A parameter study of n-step Temporal-Difference learning (Sutton & Barto, Figure 7.2).

About the Simulation

This application explores the simple **Random Walk** environment. An agent starts in the center of a 19-state chain and moves left or right with 50% probability on each step. The goal is to learn the **true value** of each state, which is the probability of reaching the right end (+1 reward) versus the left end (-1 reward). This serves as a perfect testbed for comparing reinforcement learning algorithms.

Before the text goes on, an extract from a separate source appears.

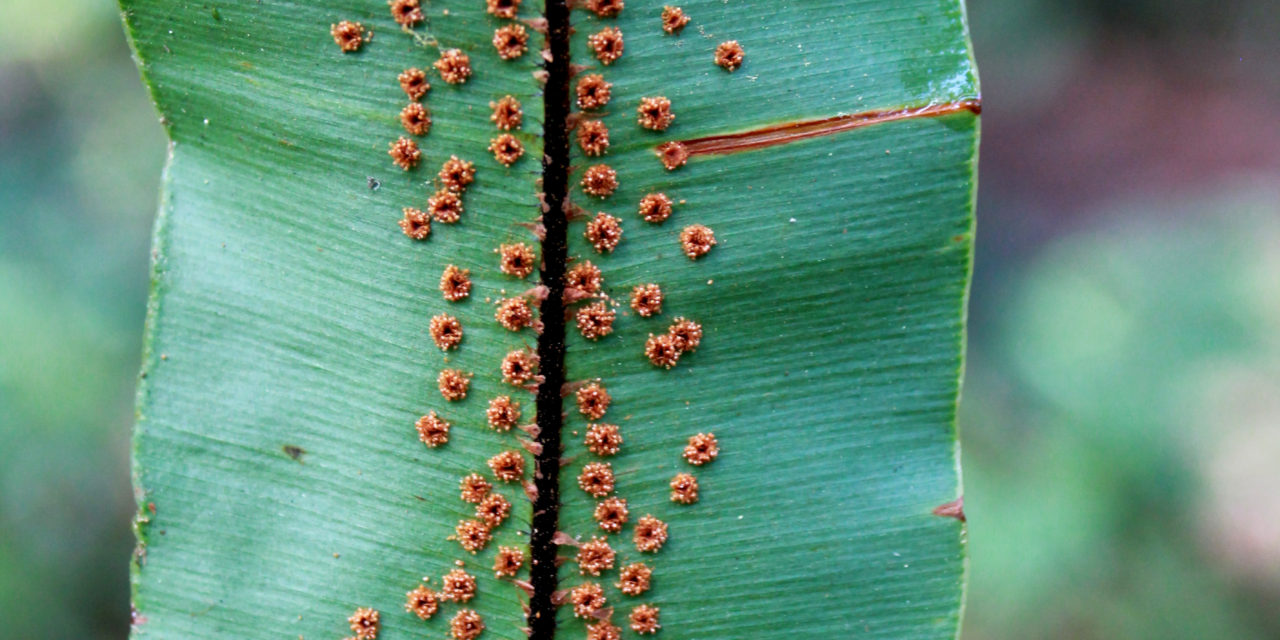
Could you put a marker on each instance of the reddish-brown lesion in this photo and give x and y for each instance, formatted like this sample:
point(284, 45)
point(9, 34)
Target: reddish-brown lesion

Online vs. Offline Updates

This experiment compares two ways of applying the n-step TD update: Online (Standard TD): The value function is updated immediately after each calculation. This allows the algorithm to use the newest information right away. Offline (MC-style): Updates are calculated using the value function from the start of the episode and are only applied at the very end. This is slower but can sometimes be more stable.

Run Experiment

Click the button below to run the full parameter study. The simulation will test various values for `n` (n-steps) and `α` (alpha) to find the best-performing combination for each update method.

RMS Error vs. α (Online)

Shows the final error for the online update method. Lower values are better. Each line represents a different `n`.

RMS Error vs. α (Offline)

Shows the final error for the offline update method. Note how performance changes compared to the online version.

Learned vs. True State Values

This chart shows the final learned value function for the best parameter combination found (solid blue line), compared against the mathematically perfect true values (dashed grey line).